A couple of days ago I was with my brother and his wife in Sulmona (where the social security and land registry offices are displaced for the residents of L’Aquila). They were leaving the following day for Milan, to use the U2 concert tickets that were recovered from their abandoned house, so Jane was in the transporter to be left at a dogs' boarding place. While my brother was away at the offices, my sister in law and me took Jane out to stretch its legs in the villa of Sulmona. Then my sister in law needed to go to a toilet (toilets are an ever-present problem for the displaced, as for the tourists), so we found a modern, clean-looking cafe, order something, then she asked for a toilet and went inside.

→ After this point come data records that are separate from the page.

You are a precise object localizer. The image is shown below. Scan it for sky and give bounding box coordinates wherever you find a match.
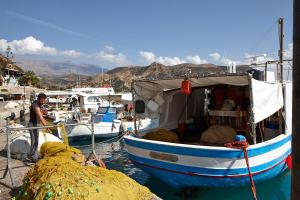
[0,0,293,68]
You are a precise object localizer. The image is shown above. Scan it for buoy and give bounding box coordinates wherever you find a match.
[285,155,292,169]
[181,79,192,95]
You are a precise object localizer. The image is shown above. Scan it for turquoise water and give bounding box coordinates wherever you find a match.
[73,141,291,200]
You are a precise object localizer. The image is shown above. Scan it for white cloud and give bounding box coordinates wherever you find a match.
[0,36,129,65]
[140,51,207,65]
[140,51,186,65]
[93,51,129,65]
[60,50,84,58]
[0,36,58,55]
[140,51,155,63]
[105,45,115,52]
[186,56,207,64]
[245,53,274,64]
[208,52,221,61]
[156,56,186,65]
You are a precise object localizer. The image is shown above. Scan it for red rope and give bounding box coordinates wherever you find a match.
[224,141,257,200]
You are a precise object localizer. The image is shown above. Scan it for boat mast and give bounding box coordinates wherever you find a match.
[291,1,300,200]
[278,18,284,83]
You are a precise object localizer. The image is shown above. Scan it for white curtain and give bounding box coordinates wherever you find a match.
[251,79,283,123]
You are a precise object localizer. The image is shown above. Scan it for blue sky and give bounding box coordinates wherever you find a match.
[0,0,293,67]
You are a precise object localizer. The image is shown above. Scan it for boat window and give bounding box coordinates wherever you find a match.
[87,96,99,102]
[94,115,103,123]
[97,107,108,114]
[108,108,117,113]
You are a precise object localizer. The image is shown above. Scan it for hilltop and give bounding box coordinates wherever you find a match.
[41,62,251,91]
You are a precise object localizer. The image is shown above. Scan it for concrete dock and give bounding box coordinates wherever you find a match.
[0,129,32,200]
[0,102,32,200]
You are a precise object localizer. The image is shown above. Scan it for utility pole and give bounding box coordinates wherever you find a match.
[278,18,284,83]
[291,1,300,200]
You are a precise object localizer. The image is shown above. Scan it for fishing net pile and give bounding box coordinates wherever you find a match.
[16,142,158,200]
[143,129,179,143]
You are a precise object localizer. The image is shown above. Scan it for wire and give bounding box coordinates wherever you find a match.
[249,20,277,52]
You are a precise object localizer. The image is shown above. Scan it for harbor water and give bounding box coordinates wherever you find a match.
[71,138,291,200]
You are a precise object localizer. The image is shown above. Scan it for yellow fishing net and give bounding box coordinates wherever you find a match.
[143,129,179,143]
[17,142,157,200]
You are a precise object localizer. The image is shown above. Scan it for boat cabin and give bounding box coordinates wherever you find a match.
[133,74,292,146]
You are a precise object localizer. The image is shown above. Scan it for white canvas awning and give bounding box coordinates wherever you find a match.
[251,79,283,123]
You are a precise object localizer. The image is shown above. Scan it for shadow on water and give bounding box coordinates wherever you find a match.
[71,139,291,200]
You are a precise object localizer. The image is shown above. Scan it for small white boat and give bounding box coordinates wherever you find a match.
[67,107,121,139]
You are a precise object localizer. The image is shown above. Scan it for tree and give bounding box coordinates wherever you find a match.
[18,71,40,86]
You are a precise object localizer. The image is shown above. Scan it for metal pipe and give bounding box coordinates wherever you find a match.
[265,62,268,81]
[291,1,300,200]
[91,113,96,155]
[131,81,137,134]
[3,117,16,188]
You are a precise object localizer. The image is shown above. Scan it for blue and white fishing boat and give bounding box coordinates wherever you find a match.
[124,74,292,188]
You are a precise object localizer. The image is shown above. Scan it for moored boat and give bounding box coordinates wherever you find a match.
[124,74,292,188]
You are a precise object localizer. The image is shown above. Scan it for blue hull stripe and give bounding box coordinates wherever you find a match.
[128,149,291,176]
[134,160,287,188]
[125,135,291,158]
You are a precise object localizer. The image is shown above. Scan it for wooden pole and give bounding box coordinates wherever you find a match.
[278,18,284,83]
[291,1,300,200]
[248,74,256,144]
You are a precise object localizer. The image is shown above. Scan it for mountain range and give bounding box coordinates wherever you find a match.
[8,57,251,91]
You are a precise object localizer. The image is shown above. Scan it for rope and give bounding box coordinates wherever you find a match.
[224,141,257,200]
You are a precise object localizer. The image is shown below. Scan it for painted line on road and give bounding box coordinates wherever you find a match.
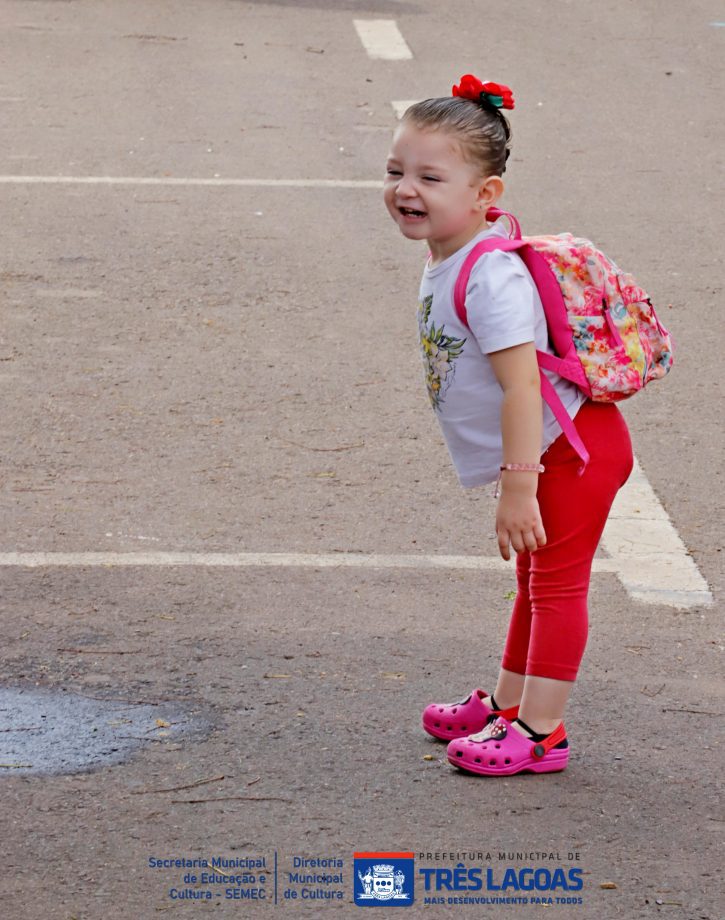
[353,19,413,61]
[602,459,714,608]
[0,552,516,571]
[0,176,383,189]
[390,99,420,118]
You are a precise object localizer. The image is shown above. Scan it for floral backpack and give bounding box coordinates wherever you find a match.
[453,208,673,473]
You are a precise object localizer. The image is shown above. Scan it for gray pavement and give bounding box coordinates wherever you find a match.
[0,0,725,920]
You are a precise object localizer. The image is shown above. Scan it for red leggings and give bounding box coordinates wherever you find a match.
[501,400,633,680]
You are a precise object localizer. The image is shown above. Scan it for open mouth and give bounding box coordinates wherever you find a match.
[398,208,427,217]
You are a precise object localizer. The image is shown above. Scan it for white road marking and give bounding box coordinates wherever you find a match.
[353,19,413,61]
[602,460,714,609]
[0,461,714,609]
[390,99,420,118]
[0,171,714,609]
[0,176,383,188]
[0,552,513,571]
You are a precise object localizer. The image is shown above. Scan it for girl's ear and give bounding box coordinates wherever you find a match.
[477,176,504,210]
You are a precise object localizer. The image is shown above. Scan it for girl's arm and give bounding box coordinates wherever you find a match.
[488,342,546,559]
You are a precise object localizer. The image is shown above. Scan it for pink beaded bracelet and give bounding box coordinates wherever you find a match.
[493,463,546,498]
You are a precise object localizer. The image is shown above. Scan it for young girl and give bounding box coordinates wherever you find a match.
[384,74,632,775]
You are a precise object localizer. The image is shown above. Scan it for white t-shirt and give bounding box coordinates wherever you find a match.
[418,218,586,488]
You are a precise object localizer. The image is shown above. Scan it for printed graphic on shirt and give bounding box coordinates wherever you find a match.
[418,294,466,410]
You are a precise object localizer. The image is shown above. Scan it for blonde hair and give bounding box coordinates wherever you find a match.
[402,96,511,176]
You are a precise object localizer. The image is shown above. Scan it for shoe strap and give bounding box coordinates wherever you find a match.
[531,722,566,759]
[491,706,519,722]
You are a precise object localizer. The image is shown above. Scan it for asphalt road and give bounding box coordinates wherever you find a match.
[0,0,725,920]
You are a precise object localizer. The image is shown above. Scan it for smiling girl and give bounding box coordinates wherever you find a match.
[384,74,633,775]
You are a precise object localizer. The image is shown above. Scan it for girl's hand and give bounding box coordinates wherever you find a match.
[496,491,546,560]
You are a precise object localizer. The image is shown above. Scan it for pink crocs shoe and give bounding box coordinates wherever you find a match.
[423,690,519,741]
[447,717,569,776]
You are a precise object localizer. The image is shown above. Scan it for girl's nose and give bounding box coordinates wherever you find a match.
[398,176,417,198]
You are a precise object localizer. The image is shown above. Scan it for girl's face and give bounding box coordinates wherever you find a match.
[383,122,503,262]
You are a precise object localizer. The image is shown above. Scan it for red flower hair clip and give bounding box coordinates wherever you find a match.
[452,73,514,109]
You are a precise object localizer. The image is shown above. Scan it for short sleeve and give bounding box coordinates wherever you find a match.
[466,250,536,354]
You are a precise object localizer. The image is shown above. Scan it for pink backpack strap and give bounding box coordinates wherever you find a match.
[453,230,589,476]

I was holding Jane's lease outside the bar, when suddenly some noise or other event frightened the dog, and she started pulling the lease. I told her to be quiet, but of course the thought of obeying me did not even slightly touch her doggy brain. And though she is not such a big dog, she was able to tear the lease and ran away. I ran after her along the pavement, but she was actually too fast for me, her genes told her somehow there might be a fox the other side of the street... so she decided to jump into the street (the corso in Sulmona) and kept running after the cars, and me after her. I gave a look at the bar door, hoping my sister in law was coming out... no way. In my mind a vision formed with ourselves, distressed, displaced citizens of L'Aquila, spending the whole day in Sulmona in the heat asking anyone we met about the dog, my sister in law crying her eyes out, or of finding Jane run over during one of her crazy runs across the street, or other depressing scenarios. Enough. I could not allow the small bitch to do this to us. After all I beat the earthquake.
My jogging sessions around the castle of L'Aquila in the early morning of 25 years ago, and as many kgs ago, and three pregnancies ago, for a moment seemed yesterday, my cellulitis turns into muscle tissue, I surprise myself sprinting for a dozen metres, I get near Jane, launch myself as a rugby player of my beloved city would do to take hold of her, grab her collar and throw her to the ground. In the middle of the street. The cars stopped, immediately I found myself surrounded by people trying to help, two men kept Jane, almost dying of fear, a lady tries to console the little bitch, another man helps me to stand up ("You are Aquilans, aren't you"), the lady then goes to fetch a rope from a hardware shop for Jane's collar. I realized that blood was dripping from my fingers over Jane – I had bruised my hand on the street - and I was in the middle of the traffic, very low luckily at that time of the morning.
I would never have risked before the earthquake for a pet. I did not do it years ago for my cat that ran away when we were at the vet's shop. But this is a post-earthquake era, we can do anything.